60

Possible Duplicate:
Schema for a multilanguage database

Here's an example:

[ products ]
id (INT)
name-en_us (VARCHAR)
name-es_es (VARCHAR)
name-pt_br (VARCHAR)
description-en_us (VARCHAR)
description-es_es (VARCHAR)
description-pt_br (VARCHAR)
price (DECIMAL)

The problem: every new language will need modify the table structure.

Here's another example:

[ products-en_us ]
id (INT)
name (VARCHAR)
description (VARCHAR)
price (DECIMAL)

[ products-es_es ]
id (INT)
name (VARCHAR)
description (VARCHAR)
price (DECIMAL)

The problem: every new language will need the creation of new tables and the "price" field is duplicated in every table.

Here's another example:

[ languages ]
id (INT)
name (VARCHAR)

[ products ]
id (INT)
price (DECIMAL)

[ translation ]
id (INT, PK)
model (VARCHAR) // product
field (VARCHAR) // name
language_id (INT, FK) 
text (VARCHAR)

The problem: hard?

TylerH
  • 20,799
  • 66
  • 75
  • 101
Thiago Belem
  • 7,732
  • 5
  • 43
  • 64
  • 6
    The third method is more or less correct - what's hard about it? – K Prime Feb 09 '10 at 09:45
  • 2
    The problem is, that with every solution you find, you'll always find a case, when you need to modify table - i.e. more languages, different languages, another field... – Adam Kiss Feb 09 '10 at 09:57
  • Since a user will very likely use only one language at a time, I believe separate databases for each language should be considered. This approach will take more storage space, however, it won't come with performance issues and it is relatively easy to setup. – Csaba Apr 08 '20 at 08:47

8 Answers8

47

Similar to method 3:

[languages]
id (int PK)
code (varchar)

[products]
id (int PK)
neutral_fields (mixed)

[products_t]
id (int FK)
language (int FK)
translated_fields (mixed)
PRIMARY KEY: id,language

So for each table, make another table (in my case with "_t" suffix) which holds the translated fields. When you SELECT * FROM products, simply ... LEFT JOIN products_t ON products_t.id = products.id AND products_t.language = CURRENT_LANGUAGE.

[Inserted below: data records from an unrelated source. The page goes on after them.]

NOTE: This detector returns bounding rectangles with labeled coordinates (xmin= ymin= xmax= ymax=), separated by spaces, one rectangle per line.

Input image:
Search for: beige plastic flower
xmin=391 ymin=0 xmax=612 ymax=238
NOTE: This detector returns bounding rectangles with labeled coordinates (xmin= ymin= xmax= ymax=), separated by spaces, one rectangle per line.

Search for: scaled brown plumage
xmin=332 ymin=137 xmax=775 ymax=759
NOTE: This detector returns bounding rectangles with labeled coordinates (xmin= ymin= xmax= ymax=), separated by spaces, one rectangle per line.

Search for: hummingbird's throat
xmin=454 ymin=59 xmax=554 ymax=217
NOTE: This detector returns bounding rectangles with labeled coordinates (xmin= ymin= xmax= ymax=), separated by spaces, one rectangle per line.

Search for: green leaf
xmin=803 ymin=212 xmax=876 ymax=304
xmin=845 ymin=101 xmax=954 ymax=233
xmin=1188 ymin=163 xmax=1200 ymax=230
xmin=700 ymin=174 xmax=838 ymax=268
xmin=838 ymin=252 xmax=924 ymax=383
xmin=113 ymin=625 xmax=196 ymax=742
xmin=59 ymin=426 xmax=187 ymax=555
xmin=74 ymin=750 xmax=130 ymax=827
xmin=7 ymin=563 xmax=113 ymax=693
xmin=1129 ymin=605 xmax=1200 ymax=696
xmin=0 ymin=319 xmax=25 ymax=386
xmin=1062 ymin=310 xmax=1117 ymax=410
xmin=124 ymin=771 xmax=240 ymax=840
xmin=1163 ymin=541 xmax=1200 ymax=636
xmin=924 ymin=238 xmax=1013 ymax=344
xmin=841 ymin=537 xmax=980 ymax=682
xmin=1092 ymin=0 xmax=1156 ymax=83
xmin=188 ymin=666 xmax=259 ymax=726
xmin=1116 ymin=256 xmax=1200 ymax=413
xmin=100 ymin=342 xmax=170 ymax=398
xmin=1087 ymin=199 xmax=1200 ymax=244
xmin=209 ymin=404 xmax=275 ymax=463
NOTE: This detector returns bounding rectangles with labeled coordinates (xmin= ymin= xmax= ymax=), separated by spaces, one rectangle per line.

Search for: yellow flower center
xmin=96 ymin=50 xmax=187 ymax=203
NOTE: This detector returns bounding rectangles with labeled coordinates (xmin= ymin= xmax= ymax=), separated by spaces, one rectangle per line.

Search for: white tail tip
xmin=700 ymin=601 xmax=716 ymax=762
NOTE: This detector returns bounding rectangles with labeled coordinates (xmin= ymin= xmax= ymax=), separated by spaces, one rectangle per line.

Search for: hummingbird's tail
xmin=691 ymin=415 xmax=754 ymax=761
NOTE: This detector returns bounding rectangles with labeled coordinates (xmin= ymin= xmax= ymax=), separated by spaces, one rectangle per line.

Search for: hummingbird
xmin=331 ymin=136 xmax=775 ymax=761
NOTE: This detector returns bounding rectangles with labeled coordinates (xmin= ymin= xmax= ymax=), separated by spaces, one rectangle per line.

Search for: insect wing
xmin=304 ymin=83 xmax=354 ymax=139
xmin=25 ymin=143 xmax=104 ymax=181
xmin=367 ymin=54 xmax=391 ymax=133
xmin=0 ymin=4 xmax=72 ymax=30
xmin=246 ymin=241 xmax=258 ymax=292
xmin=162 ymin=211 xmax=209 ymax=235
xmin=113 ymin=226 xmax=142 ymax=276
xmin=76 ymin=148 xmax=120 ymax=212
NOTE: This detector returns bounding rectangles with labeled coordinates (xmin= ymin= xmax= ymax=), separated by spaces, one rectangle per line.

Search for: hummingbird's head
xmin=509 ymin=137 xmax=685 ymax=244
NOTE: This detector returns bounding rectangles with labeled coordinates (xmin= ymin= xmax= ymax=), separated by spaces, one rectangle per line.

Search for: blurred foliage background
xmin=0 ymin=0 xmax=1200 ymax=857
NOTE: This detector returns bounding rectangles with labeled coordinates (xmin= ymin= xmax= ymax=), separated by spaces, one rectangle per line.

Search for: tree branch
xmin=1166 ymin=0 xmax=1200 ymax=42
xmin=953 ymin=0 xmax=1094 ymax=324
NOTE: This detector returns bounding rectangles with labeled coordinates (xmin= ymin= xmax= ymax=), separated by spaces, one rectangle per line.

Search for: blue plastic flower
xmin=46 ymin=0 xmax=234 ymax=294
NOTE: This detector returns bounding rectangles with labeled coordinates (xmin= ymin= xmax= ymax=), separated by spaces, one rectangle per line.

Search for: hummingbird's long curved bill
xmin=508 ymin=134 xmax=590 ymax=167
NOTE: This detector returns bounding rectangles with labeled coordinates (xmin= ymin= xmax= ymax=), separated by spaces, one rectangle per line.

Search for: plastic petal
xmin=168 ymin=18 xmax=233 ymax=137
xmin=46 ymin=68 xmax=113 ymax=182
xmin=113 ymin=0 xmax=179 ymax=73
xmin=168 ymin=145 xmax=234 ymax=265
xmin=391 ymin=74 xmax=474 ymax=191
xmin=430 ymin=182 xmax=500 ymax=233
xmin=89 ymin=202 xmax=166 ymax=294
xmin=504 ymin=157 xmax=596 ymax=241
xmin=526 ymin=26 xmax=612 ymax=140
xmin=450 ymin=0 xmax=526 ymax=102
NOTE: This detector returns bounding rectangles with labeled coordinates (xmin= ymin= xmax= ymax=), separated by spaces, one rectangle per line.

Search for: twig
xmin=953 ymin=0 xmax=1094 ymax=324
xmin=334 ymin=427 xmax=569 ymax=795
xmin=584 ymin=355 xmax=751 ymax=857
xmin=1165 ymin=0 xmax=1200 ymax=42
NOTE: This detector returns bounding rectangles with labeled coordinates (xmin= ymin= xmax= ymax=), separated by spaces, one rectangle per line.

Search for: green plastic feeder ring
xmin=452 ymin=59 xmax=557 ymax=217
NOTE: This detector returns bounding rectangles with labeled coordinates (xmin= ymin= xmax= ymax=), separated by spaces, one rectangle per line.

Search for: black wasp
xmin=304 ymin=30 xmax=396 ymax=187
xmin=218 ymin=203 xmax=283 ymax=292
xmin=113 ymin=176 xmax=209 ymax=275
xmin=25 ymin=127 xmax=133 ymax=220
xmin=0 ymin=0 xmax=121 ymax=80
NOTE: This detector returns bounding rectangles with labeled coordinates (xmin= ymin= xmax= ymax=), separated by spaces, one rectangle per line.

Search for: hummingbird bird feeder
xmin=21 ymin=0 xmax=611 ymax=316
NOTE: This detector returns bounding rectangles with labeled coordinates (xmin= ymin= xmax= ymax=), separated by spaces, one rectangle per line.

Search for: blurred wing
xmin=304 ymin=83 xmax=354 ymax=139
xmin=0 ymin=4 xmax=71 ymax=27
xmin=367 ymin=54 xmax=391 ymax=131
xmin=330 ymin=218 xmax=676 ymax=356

Not that hard, and keeps you free from headaches.

DanMan
  • 11,323
  • 4
  • 40
  • 61
Gipsy King
  • 1,549
  • 9
  • 15
29

Your third example is actually the way the problem is usually solved. Hard, but doable.

Remove the reference to product from the translation table and put a reference to translation where you need it (the other way around).

[ products ]
id (INT)
price (DECIMAL)
title_translation_id (INT, FK)

[ translation ]
id (INT, PK)
neutral_text (VARCHAR)
-- other properties that may be useful (date, creator etc.)

[ translation_text ]
translation_id (INT, FK)
language_id (INT, FK) 
text (VARCHAR)

As an alternative (not especially a good one) you can have one single field and keep all translations there merged together (as XML, for example).

<translation>
  <en>Supplier</en>
  <de>Lieferant</de>
  <fr>Fournisseur</fr>
</translation>
  • 12
    What if the product table contains several translated fields ? When retrieving products, you will have to do one additional join per translated field, which will result in severe performance issues. There is as well (IMO) additional complexity for insert/update/delete. The single advantage of this is the lower number of tables. I would go for the method proposed by Gipsy King or Clément : I think it's a good balance between performance, complexity, and maintenance issues. – Maxime Pacary Jan 20 '11 at 10:05
18

In order to reduce the number of JOIN's, you could keep separate the translated and non translated in 2 separate tables :

[ products ]
id (INT)
price (DECIMAL)

[ products_i18n ]
id (INT)
name (VARCHAR)
description (VARCHAR)
lang_code (CHAR(5))
Clément
  • 6,670
  • 1
  • 30
  • 22
  • @Clément - The problem here's is when products table get a new field... I'll need to change the products_i18n table too. :/ – Thiago Belem Feb 09 '10 at 09:53
  • 8
    @TiuTalk - only one of the table will get the new field, if it's a translated field, it goes into `products_i18n`, otherwise it goes in `products`. This way you don't duplicate any information. – Clément Feb 09 '10 at 10:04
  • @Clément: product.id is user as FK in products_i18n.id or you use third join table? – CoR Dec 12 '15 at 18:59
  • @CoR Yes, `products.id` could be a foregin key in the `products_i18n` table. The primary key of the `products_i18n` table would be a composite key composed of both `(product.id, products_i18n.lang_code)`. – War10ck Oct 10 '16 at 15:52
3

At my $DAYJOB we use gettext for I18N. I wrote a plugin to xgettext.pl that extracts all English text from the database tables and add them to the master messages.pot.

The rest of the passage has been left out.